Dirketur Jenderal Industri Kimia, Farmasi dan Tekstil (IKFT) Kemenperin, Emmy Suryandari, mengatakan importasi bahan baku obat masih 90%, kendati pertumbuhan industri farmasi terus mengalami pertumbuhan pesat pascapandemi. 

"Tentunya kami berharap bersama-sama tentu porsi dari 32,35% ini seharusnya juga ikut dinikmati oleh industri bahan baku obat lokal," kata Emmy dalam Seminar Nasional Ketahanan dan Kesinambungan Percepatan Kemandirian Bahan Baku Obat dan Vaksin, Selasa (10/9/2024). 

Dalam catatan Kemenperin, saat ini jumlah industri bahan baku yang memproduksi bahan baku obat sebanyak 20 perusahaan terdiri dari 11% biosimilar, 6% vaksin, dan 83% kimia.

Sementara itu, untuk produk obat jadi telah diproduksi oleh 212 industri yang mencakup 2% biosimilar, 2% vaksin, dan 96% kimia. 

Berdasarkan laporan Kementerian Kesehatan, harga bahan baku obat produksi dalam negeri lebih tinggi dari impor. Alhasil, harga produk menjadi lebih mahal, terutama produk yang mengandung komponen bahan baku lebih dari 50%. 

Untuk mengoptimalkan industri bahan baku lokal yang ada saat ini, Kemenperin tengah meninjau ulang aturan threshold atau standar tingkat komponen dalam negeri (TKDN) produk obat menjadi di kisaran 50% dari sebelumnya 25%. 

Hal ini untuk mendukung penyerapan produk obat lokal dengan TKDN 50% melalui program Peningkatan Penggunaan Produk Dalam Negeri (P3DN) oleh pemerintah.

"Tentunya dalam proses review ini akan banyak sekali pertimbangan-pertimbangan yang akan digunakan. Apakah nantinya akan peningkatan nilai treshold dari TKDN atau seperti apa, nah ini kemudian akan kita rumuskan bersama-sama," jelasnya.

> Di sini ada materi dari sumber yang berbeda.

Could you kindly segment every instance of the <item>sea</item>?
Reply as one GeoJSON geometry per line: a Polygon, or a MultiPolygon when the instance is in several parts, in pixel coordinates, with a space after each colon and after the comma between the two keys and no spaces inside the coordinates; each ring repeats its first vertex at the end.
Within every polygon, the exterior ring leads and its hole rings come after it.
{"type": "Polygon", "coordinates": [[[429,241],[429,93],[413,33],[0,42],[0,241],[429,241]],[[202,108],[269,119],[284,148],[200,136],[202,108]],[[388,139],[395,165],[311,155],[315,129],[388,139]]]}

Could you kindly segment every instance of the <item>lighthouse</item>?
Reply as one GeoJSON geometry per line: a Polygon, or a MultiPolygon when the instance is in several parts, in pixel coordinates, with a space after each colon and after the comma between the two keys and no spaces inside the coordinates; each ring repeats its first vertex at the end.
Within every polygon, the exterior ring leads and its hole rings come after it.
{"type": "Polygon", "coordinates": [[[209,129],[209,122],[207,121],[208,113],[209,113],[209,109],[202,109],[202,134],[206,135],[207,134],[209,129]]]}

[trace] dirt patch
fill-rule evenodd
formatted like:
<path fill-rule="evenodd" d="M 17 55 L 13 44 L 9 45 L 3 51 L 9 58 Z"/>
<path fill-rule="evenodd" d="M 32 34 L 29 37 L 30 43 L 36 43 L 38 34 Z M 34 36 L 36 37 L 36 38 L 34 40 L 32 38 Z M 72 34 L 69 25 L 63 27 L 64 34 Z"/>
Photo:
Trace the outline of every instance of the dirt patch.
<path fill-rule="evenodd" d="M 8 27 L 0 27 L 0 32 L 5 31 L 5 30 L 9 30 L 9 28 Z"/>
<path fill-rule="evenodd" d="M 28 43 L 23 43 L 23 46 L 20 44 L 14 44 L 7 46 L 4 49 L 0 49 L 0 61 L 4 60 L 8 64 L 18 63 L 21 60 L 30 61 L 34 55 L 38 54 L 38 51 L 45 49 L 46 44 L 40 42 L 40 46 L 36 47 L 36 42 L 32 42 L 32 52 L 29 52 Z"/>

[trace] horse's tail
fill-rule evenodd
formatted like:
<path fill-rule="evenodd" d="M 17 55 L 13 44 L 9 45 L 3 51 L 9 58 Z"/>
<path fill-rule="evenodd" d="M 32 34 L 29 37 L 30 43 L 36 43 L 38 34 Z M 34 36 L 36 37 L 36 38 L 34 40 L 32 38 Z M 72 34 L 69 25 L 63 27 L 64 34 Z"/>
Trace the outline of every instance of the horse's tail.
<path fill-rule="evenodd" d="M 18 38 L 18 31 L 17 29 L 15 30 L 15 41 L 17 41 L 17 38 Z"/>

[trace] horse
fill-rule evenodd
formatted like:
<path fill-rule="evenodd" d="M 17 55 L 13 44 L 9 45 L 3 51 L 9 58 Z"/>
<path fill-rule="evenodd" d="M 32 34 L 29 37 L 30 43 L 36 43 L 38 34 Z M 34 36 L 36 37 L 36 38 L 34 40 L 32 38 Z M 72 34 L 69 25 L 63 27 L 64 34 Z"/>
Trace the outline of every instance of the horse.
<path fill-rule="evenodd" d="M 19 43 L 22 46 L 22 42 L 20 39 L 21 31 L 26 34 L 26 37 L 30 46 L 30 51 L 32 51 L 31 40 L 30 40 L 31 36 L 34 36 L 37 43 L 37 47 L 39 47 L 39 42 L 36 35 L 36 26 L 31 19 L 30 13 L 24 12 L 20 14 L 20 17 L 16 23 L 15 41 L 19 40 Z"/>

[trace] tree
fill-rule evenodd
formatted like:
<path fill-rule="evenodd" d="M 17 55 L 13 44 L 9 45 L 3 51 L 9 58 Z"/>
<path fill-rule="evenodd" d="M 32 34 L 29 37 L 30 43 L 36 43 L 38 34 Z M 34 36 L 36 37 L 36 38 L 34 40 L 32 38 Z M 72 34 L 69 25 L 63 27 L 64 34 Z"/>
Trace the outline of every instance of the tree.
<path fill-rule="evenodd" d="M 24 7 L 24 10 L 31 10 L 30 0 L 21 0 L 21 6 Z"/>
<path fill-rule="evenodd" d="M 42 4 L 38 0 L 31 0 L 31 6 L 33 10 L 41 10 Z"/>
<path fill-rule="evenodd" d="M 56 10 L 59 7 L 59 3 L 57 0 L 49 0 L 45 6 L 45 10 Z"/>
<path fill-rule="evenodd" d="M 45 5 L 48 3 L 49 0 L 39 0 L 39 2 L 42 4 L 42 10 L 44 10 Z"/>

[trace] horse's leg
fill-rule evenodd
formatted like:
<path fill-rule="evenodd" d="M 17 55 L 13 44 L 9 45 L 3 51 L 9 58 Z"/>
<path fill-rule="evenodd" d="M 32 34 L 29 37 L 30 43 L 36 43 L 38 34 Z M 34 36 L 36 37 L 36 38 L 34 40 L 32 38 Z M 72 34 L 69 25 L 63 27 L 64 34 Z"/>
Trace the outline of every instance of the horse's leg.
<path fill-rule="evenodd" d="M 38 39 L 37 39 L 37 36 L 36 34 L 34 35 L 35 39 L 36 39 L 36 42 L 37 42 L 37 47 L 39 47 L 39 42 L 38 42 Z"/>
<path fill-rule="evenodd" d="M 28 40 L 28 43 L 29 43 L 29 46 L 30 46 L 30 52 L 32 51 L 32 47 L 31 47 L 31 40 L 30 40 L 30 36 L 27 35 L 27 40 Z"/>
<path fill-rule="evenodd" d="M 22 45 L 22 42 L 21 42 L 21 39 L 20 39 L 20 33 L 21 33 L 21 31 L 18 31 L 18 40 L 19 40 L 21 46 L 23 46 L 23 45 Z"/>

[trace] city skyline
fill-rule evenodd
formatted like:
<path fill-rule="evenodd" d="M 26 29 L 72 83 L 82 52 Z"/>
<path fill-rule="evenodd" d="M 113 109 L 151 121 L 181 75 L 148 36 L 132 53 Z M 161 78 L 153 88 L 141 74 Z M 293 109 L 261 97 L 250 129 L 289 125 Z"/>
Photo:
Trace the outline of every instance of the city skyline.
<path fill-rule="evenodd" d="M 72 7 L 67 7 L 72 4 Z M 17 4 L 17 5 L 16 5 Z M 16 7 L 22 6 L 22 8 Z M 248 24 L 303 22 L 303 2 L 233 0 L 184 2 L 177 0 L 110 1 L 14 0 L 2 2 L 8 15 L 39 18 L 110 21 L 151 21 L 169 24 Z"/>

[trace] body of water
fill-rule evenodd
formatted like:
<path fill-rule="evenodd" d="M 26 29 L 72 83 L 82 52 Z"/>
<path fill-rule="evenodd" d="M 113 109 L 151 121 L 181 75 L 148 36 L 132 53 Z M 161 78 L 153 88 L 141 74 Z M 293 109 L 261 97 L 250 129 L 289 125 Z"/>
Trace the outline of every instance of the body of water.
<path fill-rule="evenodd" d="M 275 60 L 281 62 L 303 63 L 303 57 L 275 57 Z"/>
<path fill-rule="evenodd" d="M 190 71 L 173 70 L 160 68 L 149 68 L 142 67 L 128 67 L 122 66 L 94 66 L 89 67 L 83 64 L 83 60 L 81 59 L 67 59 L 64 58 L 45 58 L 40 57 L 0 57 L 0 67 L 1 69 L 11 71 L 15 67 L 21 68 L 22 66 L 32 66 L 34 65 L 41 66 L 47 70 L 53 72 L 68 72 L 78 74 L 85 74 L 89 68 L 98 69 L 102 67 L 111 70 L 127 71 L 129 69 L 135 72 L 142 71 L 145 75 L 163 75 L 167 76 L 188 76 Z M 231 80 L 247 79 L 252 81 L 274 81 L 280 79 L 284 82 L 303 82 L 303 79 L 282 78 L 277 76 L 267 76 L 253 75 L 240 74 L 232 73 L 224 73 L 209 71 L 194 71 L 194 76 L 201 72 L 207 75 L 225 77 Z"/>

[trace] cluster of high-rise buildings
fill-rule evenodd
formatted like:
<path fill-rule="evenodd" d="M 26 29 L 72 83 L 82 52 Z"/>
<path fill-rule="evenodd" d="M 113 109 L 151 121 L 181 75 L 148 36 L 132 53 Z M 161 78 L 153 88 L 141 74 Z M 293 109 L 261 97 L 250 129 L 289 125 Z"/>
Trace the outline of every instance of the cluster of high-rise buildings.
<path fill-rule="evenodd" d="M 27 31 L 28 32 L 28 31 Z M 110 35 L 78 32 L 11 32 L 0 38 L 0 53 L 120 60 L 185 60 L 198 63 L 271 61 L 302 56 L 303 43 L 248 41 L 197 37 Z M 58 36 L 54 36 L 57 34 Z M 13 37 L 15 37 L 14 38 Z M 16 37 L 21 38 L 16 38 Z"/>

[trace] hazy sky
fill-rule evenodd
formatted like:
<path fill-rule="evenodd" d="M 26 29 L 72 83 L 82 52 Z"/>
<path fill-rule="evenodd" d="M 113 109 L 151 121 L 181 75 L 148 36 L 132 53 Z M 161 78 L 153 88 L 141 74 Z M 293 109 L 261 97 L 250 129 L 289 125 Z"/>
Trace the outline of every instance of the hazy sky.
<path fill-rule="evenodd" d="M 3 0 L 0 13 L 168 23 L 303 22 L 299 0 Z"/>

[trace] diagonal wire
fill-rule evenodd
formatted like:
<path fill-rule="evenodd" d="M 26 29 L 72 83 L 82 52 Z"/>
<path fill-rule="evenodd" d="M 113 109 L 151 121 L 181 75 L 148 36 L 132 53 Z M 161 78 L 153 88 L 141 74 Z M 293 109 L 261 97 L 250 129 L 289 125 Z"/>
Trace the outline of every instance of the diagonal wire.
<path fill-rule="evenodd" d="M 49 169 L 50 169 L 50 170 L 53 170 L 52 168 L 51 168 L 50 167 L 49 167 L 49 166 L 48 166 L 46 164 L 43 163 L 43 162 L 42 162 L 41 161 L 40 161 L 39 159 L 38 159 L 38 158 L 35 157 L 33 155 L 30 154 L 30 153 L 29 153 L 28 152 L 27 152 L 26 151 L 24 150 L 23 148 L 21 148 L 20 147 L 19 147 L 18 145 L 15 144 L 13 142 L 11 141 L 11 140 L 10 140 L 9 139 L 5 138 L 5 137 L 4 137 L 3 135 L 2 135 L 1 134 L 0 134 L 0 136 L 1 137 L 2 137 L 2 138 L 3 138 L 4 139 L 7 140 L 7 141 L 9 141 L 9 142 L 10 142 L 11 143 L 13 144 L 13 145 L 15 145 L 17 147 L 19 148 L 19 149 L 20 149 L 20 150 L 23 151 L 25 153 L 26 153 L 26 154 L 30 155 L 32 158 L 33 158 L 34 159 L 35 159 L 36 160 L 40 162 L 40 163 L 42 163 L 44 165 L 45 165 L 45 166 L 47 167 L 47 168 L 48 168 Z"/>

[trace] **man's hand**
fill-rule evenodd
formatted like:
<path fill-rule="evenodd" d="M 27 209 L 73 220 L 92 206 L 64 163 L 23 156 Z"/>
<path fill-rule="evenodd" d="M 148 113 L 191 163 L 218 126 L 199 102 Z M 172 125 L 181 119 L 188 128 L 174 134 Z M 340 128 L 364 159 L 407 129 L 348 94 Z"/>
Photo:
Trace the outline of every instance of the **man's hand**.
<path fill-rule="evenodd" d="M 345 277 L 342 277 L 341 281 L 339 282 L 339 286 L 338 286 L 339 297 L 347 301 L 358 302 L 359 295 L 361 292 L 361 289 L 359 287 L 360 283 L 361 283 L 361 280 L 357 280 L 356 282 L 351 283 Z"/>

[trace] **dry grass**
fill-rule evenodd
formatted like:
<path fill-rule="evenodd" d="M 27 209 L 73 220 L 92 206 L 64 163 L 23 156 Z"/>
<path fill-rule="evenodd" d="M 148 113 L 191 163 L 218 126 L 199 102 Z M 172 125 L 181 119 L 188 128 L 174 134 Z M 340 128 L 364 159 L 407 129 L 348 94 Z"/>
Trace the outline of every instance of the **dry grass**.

Sebelumnya, Asosiasi Biofarmasi dan Bahan Baku Obat (AB3O) meminta pemerintah untuk meningkatkan standar Tingkat Komponen Dalam Negeri (TKDN) produk obat menjadi 52%.

Sekjen Asosiasi Produsen Biofarmasi dan Bahan Baku Obat (AB3O) Irfat Hista mengatakan selama ini 62 molekul bahan baku obat dan vaksin yang memiliki TKDN di atas 52%, tetapi saat ini tender sektoral masih mempergunakan TKDN lebih dari 25% mengacu pada Peraturan Presiden No. 12/2021.

"Kami juga berharap diberlakukannya TKDN lebih dari 52% saat tender sektoral Pengadaan Barang dan Jasa Pemerintah untuk obat dan vaksin," kata Irfat kepada Bisnis.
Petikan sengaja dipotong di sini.